Sharmus Outlaw has worked the streets of the District for years and has been arrested for prostitution, but the 43-year-old transgender woman told members of the D.C. Council yesterday that incarceration is not the way to deal with the illegal enterprise.

"Sex work is about survival," Outlaw said. "It's not about choosing a neighborhood to go into and to prostitute. We are struggling as transgender women to make ends meet and to survive in today's world where we are misunderstood."

But residents of a Northeast neighborhood not far from Union Station told a different story. Jeff King said that when he opens his door in the morning, he often finds condoms on the sidewalk. Joseph McHale said, "The last thing I hear when I go to bed at night is the clicking of their heels."

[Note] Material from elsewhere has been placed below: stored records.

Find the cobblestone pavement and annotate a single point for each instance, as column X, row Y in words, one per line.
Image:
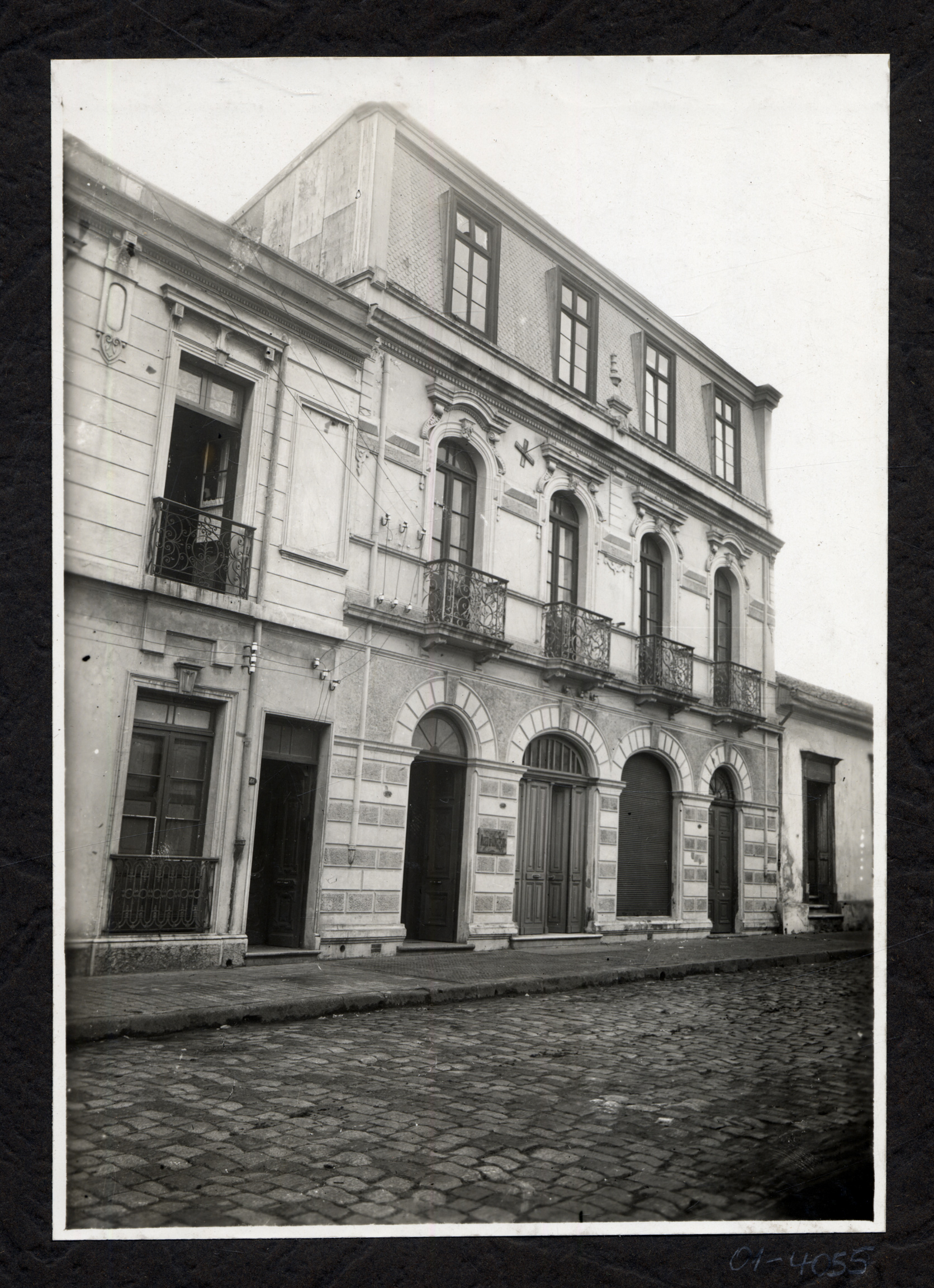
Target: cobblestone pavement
column 705, row 1098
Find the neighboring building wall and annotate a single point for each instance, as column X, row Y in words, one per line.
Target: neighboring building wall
column 823, row 724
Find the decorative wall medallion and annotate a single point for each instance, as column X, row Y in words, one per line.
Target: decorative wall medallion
column 110, row 347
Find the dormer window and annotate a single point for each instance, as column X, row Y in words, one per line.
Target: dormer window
column 473, row 269
column 726, row 439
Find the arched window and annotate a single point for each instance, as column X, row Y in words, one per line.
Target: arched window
column 723, row 617
column 455, row 501
column 562, row 550
column 440, row 736
column 651, row 588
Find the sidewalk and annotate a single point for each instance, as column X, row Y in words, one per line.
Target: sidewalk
column 172, row 1001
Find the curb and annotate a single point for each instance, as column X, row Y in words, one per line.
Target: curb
column 340, row 1003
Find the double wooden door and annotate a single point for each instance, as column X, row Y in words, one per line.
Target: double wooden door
column 281, row 849
column 433, row 844
column 549, row 870
column 722, row 879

D.C. Council member Phil Mendelson (D-At Large), who chaired the hearing of the Committee on Public Safety, said: "I agree with those who keep in mind that there are human beings involved in this. It is not just about punishing somebody."

But Tommy Wells (D-Ward 6) said "street prostitution is nonnegotiable. There is no level of street prostitution that will be okay."

Cyndee Clay, executive director of Helping Individual Prostitutes Survive, said prostitutes need more support programs to help them leave the streets.

"I see more people involved in sex work who live in the city who are pushed out in the streets because of circumstance," she said. "What we are seeing is that prostitution is being pushed from the downtown area into neighborhood areas."

Community activist Robert Pittman called for stronger penalties for prostitutes and their johns.

Patricia Riley, special counsel for the U.S. attorney's office, said the problem is not the range of programs and penalties; it is lack of funding from the city.

"One of the things that has concerned us over the years is that money has not been available for these division programs," Riley said. About 8 percent of those arrested for prostitution in the District this years were repeat offenders, she said. That number is down from 10 percent last year.

Police Inspector Brian Bray gave an example of a program that he says is working: "John School," where those arrested for soliciting prostitutes are required to take a class on changing their behavior. Of the 3,500 people who have participated, Bray said, only four have been rearrested.

He also said the number of venues where open-air prostitution takes place has decreased by an "astounding" 42 percent this year.